Some have heard the association owns an arena on Mayo Road. If so, Clayson told council, it would just be “re-inventing the wheel” to move to Cowley Creek.
But that property is privately-owned by the estate of Sharon Jensen, Lewis told council. The association has looked at the site. But leasing the property would cost between $16,000 and $20,000 a month, she said. That’s too expensive for the not-for-profit organization.
Association members do ride there, but the group has no plans to purchase the site, president Jody Mackenzie-Grieve said in an interview this week. Even if it could afford it, the facilities don’t meet event requirements, she said.
The move will cost at least $40,000, said Mackenzie-Grieve. There’s been no funding confirmed from Whitehorse or the Yukon government, she said.

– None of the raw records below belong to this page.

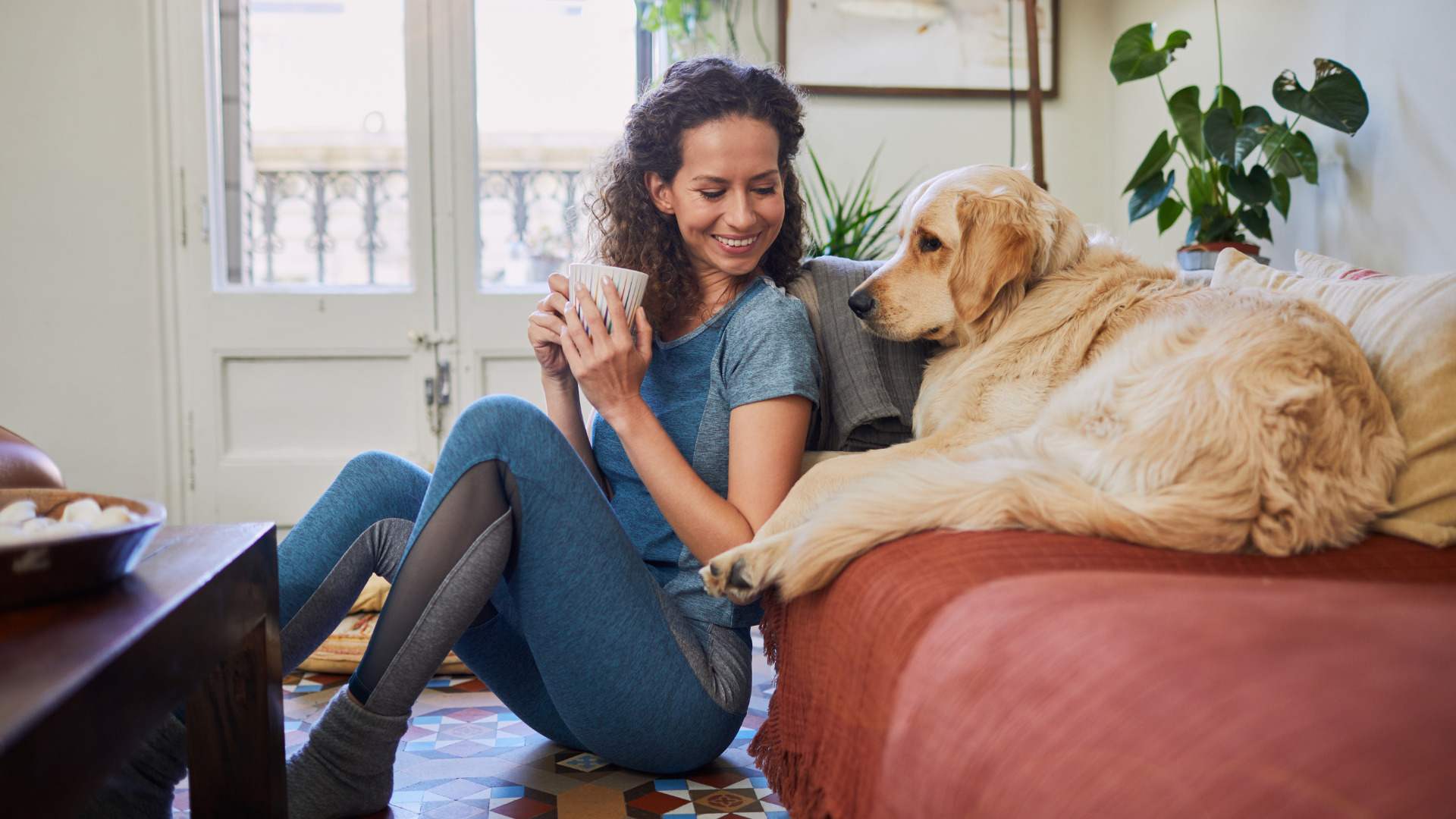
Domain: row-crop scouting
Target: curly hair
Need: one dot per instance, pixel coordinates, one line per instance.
(628, 231)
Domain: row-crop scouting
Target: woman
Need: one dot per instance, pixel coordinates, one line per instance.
(564, 569)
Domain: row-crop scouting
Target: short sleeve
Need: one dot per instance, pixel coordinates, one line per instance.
(770, 350)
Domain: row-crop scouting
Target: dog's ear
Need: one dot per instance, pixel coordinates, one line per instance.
(995, 260)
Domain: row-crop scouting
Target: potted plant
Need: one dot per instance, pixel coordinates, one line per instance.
(1222, 197)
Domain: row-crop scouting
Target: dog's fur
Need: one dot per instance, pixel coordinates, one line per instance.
(1082, 391)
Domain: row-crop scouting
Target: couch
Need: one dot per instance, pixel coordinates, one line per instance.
(1028, 675)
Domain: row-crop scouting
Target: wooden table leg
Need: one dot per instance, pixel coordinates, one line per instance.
(235, 733)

Members are willing to do some fundraising, Lewis told council on Monday night.
And because of this, and the new information council heard, the bylaw’s second reading should be delayed, Coun. Jocelyn Curteanu, said Monday night.
Fear or indecisiveness are not motivating the delay, said Curteanu, who has expressed frustration about this process in previous meetings. Residents need more time to voice their opinions, she said.
“By rushing this, it’s only going to create resentment, and that’s not what we want. I want this to be a win-win situation,” she told council. “I think we can find a way. It’s just going to take a little bit of time, but the little bit of time now that we’re going to put into it is going to be worth it in the end because hopefully everyone will be happy.”
But postponing the second reading didn’t please everyone.
Council needs to stop delaying things, said Coun. Betty Irwin.
“There does come a point when we have to make a definite decision on some of these issues. We cannot continually postpone them,” she said. “If we did, we would be talking about these issues until next Christmas and possibly past.”
“We are here to make decisions on these rather difficult issues. The time has come for us to make decisions. Let’s earn our pay.”
Mayor Dan Curtis and Coun. Dave Stockdale also opposed delaying the second reading. The third and final reading will only come after a ministerial review. There’s enough time to get more information, said Curtis.
If the problem is speed, lowering the limit or installing signs could be possible solutions, said Coun. Kirk Cameron.
But the government has said neither of these options will work, said Mike Gau, director of planning.
Speed is a main concern, said Allan Nixon with the department of highways and public works. But lowering the limit can cause more problems. “It seems like a simple solution, but it isn’t,” he said in an interview this week.
The speed limit along the highway is 90 km/h. Transportation standards say the sight lines need to be a minimum of 305 metres in either direction. Right now, they are roughly 250 metres, he said. New signs won’t solve that, said Nixon.
The department has had preliminary conversations with the city, he said. Developers would have to pay to reconfigure the highway, he said.
“The current location is not a safe location,” said Nixon.